One remarkable thing in Paris is the quantity and quality of street art. I don't mean crappy tag vandalism, but thoughtful and beautiful art by folks like Jèrôme Mesnager, L'Atlas and Space Invader. Walking around Paris is fun for all the beautiful old buildings, but look closer at some of the new stuff illicitly stuck to the walls, too.
Flickr is a good place to find images of Parisian street art. The Paris street art group is good, as are the photos of yoyo (and his website), tofz4u, chais, vitostreet and others. But I'm really enjoying stumbling into them myself. Many of the installations are quite big and ambitious; the nights must be quiet.
I've been taking photos of street art when I can. I'm particularly taken by the Kufic stylings of L'Atlas; Arabic calligraphy is beautiful, and somewhat provocative in Paris. And I recently stumbled into a beautiful gallery at 23-25 rue Ramponeau in the 20th. There's an artist workspace nearby, so I imagine this was semi-authorized.
A few days ago I had about enough of French food so I went looking for something "ethnic". Paris is big and there's all kinds of food here, but Indian, Thai, Mexican, even Greek are all a bit dicey. So we ended up with Italian, at a little place near me in the Marais called L'Enoteca. I'd walked by a dozen times, always impressed by the care of the daily menus and wine choices.
Generally in Paris if you find a place where the staff cares about what they're doing, you'll eat well. As it was at L'Enoteca. My strongest memory is of the pasta with duck. Excellent fresh tagliatelle, shreds of duck nicely peppered. Simple, elegant, perfect. The Italian wine list is excellent and modestly priced to match the menus. It's clear the owner has pride, and that translates to a good experience.
The best eating in France is in the country; in Paris what that means is finding places with regional specialities. L'Ambassade d'Auvergne is a good example, simple food from the Massif Central. But while the food is simple this place near Pompidou is elegant, good staff and nice tables.
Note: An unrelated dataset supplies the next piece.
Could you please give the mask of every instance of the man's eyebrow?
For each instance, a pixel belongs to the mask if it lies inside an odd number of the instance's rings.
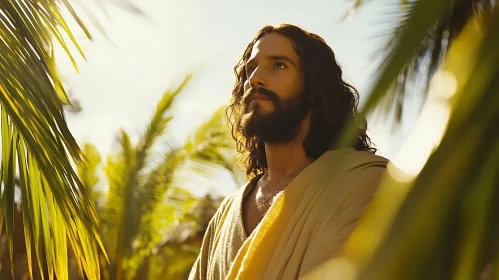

I started with the assortment of cured pork; some ham, rillettes, blood sausage, and dry sausage. All excellent, particularly the ham. Ken was happy with his wild boar terrine but the best starter was the simple lentil salad with bits of bacon. Perfectly prepared. For a main corse we had duck breast and sausages, all served with aligot. Aligot is a riffe on mashed potatoes, mixed thoroughly with hard cheese to an elastic consistency. Hearty simple fare, very satisfiying. We'll be back.
PS: I've rolled the food posts back into my normal blog. No need for two feeds anymore.